Şu anda Bosna Hersek Cumhuriyeti iki devletten oluşmakta; toprakların %51′ine sahip Hırvat ve Boşnaklardan oluşan Bosna-Hersek Federasyonu ve toprakların %49′una sahip Sırplardan oluşan Sırp Cumhuriyeti. Her üç etnik unsurun da başkanları var ve bu başkanlar 8’er aylık dönemler itibariyle Bosna-Hersek devletini temsil ediyorlar. Neyse ki şu anda Bosna’da 1995 senesinde imzalanan Dayton Anlaşmasından beri huzur hakim. Tabi ki halen Sırplar, Hırvatlar ve Boşnakların bir arada yaşadığı bu ülkede zaman zaman problemler çıkıyor ama sonuç olarak sular durulmuş ya da şimdilik tüm sorunlar halının altına süpürülüyor diyelim.





Tramvay yolculuğunun sonuna geldik ancak Vrelo Bosna’ya ulaşmak için şimdi de taksiye binmemiz gerektiğini sorarak öğreniyoruz.
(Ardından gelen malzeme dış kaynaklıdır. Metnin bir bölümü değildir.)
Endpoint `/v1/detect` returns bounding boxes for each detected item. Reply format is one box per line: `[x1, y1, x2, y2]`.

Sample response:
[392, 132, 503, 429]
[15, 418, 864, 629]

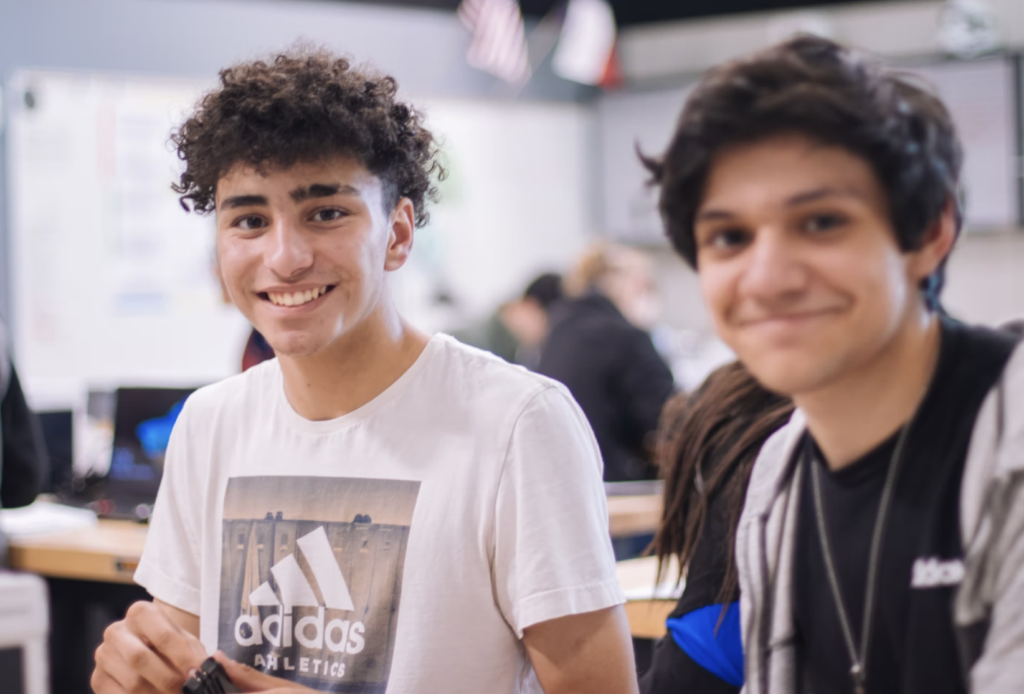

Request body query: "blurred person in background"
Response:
[641, 362, 792, 693]
[0, 320, 49, 565]
[538, 242, 675, 482]
[456, 272, 562, 368]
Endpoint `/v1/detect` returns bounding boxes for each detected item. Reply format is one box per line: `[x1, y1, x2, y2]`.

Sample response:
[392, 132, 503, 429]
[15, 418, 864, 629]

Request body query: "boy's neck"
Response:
[277, 300, 431, 421]
[795, 308, 942, 471]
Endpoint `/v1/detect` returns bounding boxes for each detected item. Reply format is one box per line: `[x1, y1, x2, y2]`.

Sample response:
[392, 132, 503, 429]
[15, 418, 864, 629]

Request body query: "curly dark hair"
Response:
[172, 48, 445, 227]
[642, 35, 963, 309]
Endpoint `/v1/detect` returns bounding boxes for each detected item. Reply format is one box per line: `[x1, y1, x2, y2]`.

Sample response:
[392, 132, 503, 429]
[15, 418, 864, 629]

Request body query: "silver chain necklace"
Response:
[808, 417, 915, 694]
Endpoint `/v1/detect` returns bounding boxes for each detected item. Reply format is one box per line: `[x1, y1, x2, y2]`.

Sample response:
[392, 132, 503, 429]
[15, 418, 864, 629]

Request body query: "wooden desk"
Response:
[9, 500, 669, 639]
[616, 555, 678, 639]
[607, 494, 662, 538]
[7, 519, 147, 584]
[9, 494, 663, 582]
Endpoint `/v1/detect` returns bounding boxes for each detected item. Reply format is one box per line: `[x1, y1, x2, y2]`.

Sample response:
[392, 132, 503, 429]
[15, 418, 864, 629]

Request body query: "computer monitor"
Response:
[106, 387, 196, 510]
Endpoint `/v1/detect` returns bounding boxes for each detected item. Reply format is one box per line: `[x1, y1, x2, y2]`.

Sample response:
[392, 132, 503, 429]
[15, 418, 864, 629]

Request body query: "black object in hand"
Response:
[183, 657, 239, 694]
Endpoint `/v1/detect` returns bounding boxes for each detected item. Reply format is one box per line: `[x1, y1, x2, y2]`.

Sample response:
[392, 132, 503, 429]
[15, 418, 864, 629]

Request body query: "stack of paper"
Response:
[0, 500, 98, 538]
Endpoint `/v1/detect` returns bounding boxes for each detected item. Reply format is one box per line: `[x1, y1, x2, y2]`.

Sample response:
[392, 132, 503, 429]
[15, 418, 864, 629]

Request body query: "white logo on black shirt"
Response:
[910, 557, 964, 588]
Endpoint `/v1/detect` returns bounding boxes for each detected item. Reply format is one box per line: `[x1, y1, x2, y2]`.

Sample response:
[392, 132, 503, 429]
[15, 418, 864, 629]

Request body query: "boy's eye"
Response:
[311, 208, 346, 223]
[804, 213, 847, 233]
[709, 228, 751, 249]
[236, 216, 266, 231]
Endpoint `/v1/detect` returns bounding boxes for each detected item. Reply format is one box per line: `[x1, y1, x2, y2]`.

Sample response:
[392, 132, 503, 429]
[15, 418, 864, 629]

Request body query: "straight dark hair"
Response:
[652, 361, 794, 602]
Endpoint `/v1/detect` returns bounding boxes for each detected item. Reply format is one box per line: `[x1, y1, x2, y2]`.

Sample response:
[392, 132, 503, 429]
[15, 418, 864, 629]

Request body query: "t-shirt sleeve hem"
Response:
[513, 577, 626, 638]
[134, 561, 201, 617]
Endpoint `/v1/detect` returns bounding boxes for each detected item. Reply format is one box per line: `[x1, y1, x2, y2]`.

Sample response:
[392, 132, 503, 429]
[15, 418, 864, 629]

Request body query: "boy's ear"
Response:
[384, 197, 415, 272]
[909, 198, 957, 282]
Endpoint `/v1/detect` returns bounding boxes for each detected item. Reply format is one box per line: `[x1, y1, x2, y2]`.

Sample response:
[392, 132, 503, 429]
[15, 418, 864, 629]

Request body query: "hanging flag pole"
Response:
[525, 1, 569, 74]
[552, 0, 620, 88]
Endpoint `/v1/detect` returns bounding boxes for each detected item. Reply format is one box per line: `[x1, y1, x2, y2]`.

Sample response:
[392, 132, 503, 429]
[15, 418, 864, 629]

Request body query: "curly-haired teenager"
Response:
[91, 50, 637, 694]
[640, 362, 792, 693]
[646, 36, 1024, 693]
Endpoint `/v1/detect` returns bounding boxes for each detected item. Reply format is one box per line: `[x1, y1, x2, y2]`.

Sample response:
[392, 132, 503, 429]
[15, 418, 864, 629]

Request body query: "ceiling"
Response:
[368, 0, 893, 27]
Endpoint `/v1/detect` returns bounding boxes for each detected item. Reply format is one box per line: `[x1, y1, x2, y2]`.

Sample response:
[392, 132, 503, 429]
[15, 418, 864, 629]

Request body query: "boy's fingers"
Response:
[125, 602, 205, 677]
[180, 628, 209, 663]
[213, 652, 283, 691]
[211, 652, 319, 693]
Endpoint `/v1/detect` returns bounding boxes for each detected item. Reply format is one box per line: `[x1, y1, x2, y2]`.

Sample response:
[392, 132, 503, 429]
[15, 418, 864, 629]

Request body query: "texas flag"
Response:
[552, 0, 621, 88]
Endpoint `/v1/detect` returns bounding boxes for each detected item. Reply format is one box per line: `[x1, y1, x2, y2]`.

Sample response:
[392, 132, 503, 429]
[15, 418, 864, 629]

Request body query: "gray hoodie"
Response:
[736, 341, 1024, 693]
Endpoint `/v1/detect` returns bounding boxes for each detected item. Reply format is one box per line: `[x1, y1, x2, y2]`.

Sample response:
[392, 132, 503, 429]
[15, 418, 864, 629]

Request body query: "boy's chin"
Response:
[742, 353, 843, 399]
[261, 331, 334, 359]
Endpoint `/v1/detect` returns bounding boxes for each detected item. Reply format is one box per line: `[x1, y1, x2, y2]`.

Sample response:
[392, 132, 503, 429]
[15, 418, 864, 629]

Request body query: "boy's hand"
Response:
[212, 652, 320, 693]
[92, 600, 207, 694]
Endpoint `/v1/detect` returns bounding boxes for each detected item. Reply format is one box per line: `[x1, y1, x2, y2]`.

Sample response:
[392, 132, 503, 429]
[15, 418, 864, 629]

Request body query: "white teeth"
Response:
[267, 286, 329, 307]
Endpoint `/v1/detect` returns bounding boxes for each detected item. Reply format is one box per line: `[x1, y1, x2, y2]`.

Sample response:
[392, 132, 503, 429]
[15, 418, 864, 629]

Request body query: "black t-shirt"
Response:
[793, 319, 1017, 694]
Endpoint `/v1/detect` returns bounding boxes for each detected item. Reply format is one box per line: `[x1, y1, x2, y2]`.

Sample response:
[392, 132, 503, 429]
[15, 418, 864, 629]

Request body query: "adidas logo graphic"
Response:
[234, 525, 366, 656]
[910, 556, 965, 589]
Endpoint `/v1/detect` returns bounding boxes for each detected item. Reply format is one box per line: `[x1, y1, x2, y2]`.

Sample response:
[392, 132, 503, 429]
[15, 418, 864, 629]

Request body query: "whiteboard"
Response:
[596, 56, 1019, 243]
[911, 58, 1018, 231]
[397, 97, 592, 329]
[595, 85, 693, 244]
[6, 71, 595, 402]
[7, 70, 250, 401]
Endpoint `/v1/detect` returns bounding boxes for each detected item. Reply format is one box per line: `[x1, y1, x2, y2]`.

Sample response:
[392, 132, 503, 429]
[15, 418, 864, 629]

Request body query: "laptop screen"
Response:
[108, 387, 197, 499]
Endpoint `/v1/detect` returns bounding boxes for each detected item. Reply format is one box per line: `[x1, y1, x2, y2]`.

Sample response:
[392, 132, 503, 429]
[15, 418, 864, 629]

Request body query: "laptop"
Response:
[98, 386, 196, 521]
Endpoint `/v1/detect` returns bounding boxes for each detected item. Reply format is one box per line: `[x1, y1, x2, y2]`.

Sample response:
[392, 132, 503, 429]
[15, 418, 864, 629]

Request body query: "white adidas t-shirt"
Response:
[135, 334, 625, 693]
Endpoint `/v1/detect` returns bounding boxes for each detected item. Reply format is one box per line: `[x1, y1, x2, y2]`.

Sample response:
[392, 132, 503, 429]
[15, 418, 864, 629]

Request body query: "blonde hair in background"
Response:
[565, 240, 620, 297]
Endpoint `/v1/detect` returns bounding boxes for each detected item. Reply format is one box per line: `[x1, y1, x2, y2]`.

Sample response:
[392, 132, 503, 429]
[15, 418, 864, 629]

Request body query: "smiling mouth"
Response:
[259, 285, 335, 307]
[741, 309, 840, 326]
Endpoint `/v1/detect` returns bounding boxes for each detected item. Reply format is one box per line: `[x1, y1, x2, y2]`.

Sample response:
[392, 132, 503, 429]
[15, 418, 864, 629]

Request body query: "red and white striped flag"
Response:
[458, 0, 531, 86]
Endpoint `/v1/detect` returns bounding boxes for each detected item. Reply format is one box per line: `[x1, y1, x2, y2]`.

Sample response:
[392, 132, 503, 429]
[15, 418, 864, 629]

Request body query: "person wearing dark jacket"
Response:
[538, 242, 675, 482]
[0, 324, 49, 564]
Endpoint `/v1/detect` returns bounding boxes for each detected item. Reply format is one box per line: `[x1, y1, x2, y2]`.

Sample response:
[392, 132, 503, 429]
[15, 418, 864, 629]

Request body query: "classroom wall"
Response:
[0, 0, 590, 340]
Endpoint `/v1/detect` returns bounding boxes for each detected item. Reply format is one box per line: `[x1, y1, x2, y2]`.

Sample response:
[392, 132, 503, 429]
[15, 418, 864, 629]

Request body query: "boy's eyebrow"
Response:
[289, 183, 361, 202]
[696, 208, 735, 222]
[785, 186, 862, 206]
[220, 194, 268, 210]
[696, 186, 865, 221]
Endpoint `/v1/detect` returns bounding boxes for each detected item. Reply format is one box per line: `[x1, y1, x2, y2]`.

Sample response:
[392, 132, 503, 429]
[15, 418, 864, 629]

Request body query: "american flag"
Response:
[458, 0, 531, 86]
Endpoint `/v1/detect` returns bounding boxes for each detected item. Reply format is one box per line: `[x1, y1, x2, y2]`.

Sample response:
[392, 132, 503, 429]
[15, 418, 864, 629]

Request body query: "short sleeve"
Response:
[133, 398, 202, 615]
[492, 385, 625, 637]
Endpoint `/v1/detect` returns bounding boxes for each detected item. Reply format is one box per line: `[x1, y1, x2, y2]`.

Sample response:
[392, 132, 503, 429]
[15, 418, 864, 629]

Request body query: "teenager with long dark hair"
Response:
[641, 362, 792, 692]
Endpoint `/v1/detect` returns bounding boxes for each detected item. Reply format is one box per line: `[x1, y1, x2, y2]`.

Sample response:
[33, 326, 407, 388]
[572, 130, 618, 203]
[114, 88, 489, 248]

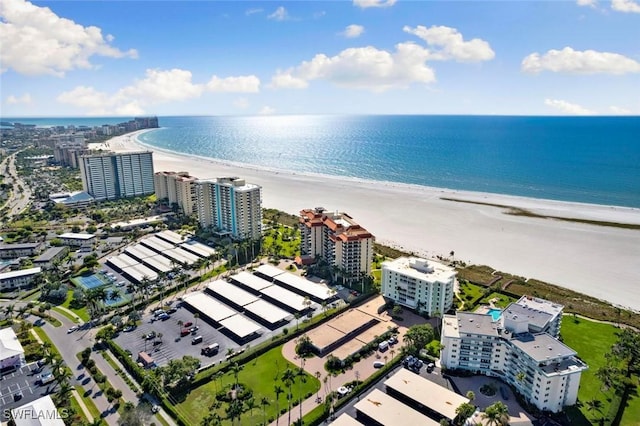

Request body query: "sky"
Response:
[1, 0, 639, 117]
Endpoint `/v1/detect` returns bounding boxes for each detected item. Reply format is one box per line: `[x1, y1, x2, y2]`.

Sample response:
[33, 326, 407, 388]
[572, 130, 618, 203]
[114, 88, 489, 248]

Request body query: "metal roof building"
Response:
[273, 272, 334, 302]
[229, 271, 273, 293]
[353, 389, 438, 426]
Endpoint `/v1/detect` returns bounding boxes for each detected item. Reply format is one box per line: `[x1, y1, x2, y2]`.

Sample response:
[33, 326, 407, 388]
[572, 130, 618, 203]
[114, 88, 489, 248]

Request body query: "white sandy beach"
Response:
[91, 130, 640, 311]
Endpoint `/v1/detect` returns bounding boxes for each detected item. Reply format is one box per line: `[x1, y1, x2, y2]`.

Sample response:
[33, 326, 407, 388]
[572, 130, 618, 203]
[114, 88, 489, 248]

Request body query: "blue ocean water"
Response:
[4, 115, 640, 208]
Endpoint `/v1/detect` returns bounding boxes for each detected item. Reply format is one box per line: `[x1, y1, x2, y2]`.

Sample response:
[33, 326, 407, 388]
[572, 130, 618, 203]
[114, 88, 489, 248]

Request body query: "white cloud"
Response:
[233, 98, 250, 109]
[268, 6, 289, 21]
[353, 0, 397, 8]
[206, 75, 260, 93]
[245, 8, 263, 16]
[544, 98, 595, 115]
[0, 0, 137, 76]
[403, 25, 495, 62]
[57, 68, 260, 115]
[259, 106, 276, 115]
[522, 47, 640, 74]
[270, 42, 435, 92]
[612, 0, 640, 13]
[609, 105, 632, 114]
[341, 24, 365, 38]
[6, 93, 32, 105]
[576, 0, 597, 7]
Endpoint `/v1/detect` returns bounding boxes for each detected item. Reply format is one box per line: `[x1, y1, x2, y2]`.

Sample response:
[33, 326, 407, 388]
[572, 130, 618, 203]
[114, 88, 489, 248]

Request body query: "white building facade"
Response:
[440, 297, 587, 413]
[196, 177, 262, 240]
[0, 267, 42, 291]
[0, 327, 26, 370]
[154, 171, 198, 216]
[381, 257, 455, 316]
[80, 151, 154, 200]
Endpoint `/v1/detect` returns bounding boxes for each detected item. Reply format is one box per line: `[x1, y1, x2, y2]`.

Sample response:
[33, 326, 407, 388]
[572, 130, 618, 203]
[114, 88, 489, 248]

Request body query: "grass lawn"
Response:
[479, 292, 516, 308]
[61, 290, 90, 322]
[74, 385, 102, 420]
[458, 281, 485, 309]
[261, 224, 300, 258]
[560, 317, 640, 425]
[176, 346, 320, 425]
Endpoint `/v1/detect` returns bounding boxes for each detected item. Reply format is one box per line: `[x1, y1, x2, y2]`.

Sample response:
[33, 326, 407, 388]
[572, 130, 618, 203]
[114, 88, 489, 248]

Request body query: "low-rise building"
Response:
[33, 246, 69, 270]
[58, 233, 96, 249]
[381, 257, 455, 316]
[0, 243, 43, 259]
[0, 267, 42, 291]
[0, 327, 25, 370]
[440, 296, 587, 413]
[11, 395, 65, 426]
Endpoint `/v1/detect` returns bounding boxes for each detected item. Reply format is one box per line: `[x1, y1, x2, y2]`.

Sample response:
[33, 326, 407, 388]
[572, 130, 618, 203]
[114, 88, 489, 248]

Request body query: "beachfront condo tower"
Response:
[381, 257, 455, 316]
[154, 171, 198, 216]
[79, 151, 154, 201]
[195, 177, 262, 240]
[299, 208, 374, 282]
[440, 296, 587, 413]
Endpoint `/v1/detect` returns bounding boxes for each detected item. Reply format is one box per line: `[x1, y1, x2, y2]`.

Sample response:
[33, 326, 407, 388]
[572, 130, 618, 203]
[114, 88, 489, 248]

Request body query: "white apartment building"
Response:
[0, 267, 42, 291]
[0, 327, 25, 370]
[154, 171, 198, 215]
[381, 257, 455, 316]
[299, 208, 374, 281]
[79, 151, 154, 200]
[440, 296, 587, 413]
[196, 177, 262, 240]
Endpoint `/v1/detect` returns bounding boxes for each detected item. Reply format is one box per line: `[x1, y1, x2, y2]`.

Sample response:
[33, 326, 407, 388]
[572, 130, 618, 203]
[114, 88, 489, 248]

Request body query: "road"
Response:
[0, 151, 33, 224]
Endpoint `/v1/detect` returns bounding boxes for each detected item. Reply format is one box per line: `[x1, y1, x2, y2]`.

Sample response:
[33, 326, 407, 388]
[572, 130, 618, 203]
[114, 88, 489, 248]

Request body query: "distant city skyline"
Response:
[1, 0, 639, 116]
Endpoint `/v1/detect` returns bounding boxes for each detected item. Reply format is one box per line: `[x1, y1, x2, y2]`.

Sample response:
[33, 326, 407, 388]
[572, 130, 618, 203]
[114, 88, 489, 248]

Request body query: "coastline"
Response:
[90, 130, 640, 311]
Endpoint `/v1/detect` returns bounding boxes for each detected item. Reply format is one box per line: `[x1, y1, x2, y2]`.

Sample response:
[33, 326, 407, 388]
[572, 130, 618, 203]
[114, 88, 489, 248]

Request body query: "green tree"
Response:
[482, 401, 509, 426]
[402, 323, 434, 353]
[274, 385, 284, 426]
[455, 402, 476, 425]
[282, 368, 296, 426]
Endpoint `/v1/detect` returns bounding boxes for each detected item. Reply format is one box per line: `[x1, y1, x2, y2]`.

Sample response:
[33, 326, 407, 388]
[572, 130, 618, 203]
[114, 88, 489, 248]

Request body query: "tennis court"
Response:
[71, 272, 111, 290]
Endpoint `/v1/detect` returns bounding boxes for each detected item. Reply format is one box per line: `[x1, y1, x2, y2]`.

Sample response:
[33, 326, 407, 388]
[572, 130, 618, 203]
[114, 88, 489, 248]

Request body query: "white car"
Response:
[67, 326, 79, 333]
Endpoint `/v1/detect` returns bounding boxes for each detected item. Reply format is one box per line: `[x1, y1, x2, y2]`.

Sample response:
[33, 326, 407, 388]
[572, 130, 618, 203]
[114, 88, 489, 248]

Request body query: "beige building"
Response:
[381, 257, 455, 316]
[196, 177, 262, 240]
[154, 171, 198, 216]
[299, 208, 374, 281]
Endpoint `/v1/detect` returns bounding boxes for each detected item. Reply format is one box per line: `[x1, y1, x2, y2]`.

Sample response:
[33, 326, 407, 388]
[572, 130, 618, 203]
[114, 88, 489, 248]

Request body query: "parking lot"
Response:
[0, 362, 54, 421]
[114, 301, 242, 368]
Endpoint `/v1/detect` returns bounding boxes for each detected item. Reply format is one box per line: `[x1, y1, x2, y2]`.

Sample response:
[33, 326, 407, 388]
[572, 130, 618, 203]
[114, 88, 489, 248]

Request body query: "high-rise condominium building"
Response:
[440, 296, 586, 413]
[154, 171, 198, 216]
[299, 208, 374, 280]
[381, 257, 455, 316]
[79, 151, 154, 201]
[196, 177, 262, 240]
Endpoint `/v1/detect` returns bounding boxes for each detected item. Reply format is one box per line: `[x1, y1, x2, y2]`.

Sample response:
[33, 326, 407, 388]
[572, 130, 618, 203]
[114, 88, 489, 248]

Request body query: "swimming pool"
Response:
[487, 308, 502, 321]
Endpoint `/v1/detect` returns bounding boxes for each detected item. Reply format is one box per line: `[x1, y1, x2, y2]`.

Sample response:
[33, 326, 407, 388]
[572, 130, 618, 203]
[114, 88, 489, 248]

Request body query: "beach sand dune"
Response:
[91, 131, 640, 311]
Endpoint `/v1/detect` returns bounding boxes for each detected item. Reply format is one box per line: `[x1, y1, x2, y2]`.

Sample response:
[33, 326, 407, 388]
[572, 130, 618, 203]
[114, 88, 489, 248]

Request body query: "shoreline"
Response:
[89, 131, 640, 311]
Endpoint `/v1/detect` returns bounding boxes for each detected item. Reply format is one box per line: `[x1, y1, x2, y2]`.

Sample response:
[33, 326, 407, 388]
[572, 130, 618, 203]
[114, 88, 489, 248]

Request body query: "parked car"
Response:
[184, 321, 193, 327]
[191, 335, 203, 344]
[388, 335, 398, 345]
[14, 391, 23, 401]
[180, 329, 191, 337]
[373, 361, 385, 369]
[38, 372, 55, 385]
[145, 332, 156, 340]
[123, 325, 135, 332]
[67, 326, 78, 333]
[426, 362, 435, 373]
[189, 326, 199, 334]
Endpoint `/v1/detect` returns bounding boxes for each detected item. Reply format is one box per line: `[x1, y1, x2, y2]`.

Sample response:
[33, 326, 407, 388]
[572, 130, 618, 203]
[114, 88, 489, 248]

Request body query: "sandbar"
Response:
[90, 130, 640, 311]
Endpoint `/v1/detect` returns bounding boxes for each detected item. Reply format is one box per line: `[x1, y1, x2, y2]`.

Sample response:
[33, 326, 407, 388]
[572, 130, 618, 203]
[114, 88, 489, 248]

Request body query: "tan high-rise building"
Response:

Taksicimiz Admir’le yol boyu biraz sohbet ediyoruz ve savaşta babasını kaybettiğini öğrenip hüzünleniyoruz. Bu uzun yolculuğun ardında yemyeşil Vrelo Bosna’ya ulaşınca bu yolcuğa değdi diyeceğiz. Bu park inanılmaz, çölün ortasında bir vaha gibi. Çünkü Saraybosna’da hava inanılmaz sıcak ancak burada her yer yemyeşil ve buz gibi bir su akıyor ortasından. Aslında parktan ziyade küçük bir orman güzelliğinde burası. Biz de keyfini çıkarıyoruz.

Dönüş vakti gelince araç bulma sıkıntısı baş gösteriyor yeniden. Buranın yakınlarında şehre ulaşmamızı sağlayacak herhangi bir vasıta olmadığından, tramvay durağının oralarda bulunan taksi duraklarından telefon numarası alıp dönüş için aramamız gerekiyormuş. Biz bunu bilmiyorduk ancak şansımız yaver gidiyor ve biraz yürüyünce bir taksi buluyoruz. Dönüş yolunda bindiğimiz taksi sayesinde de bizi buraya getiren Admir’in bizden fazla para aldığını anlamış oluyoruz. Neyse her yerde olur böyle taksici vakaları diyorum. Tekrar tramvay durağındayız, bir saatlik bir yolculuk sonunda yeniden Başçarşı’ya ulaştık nihayet. Vrelo Bosna inanılmaz güzellikte bir park olmakla birlikte eğer özel arabanız ve fazla vaktiniz yok ise gitmeyi bir daha düşünün derim ben.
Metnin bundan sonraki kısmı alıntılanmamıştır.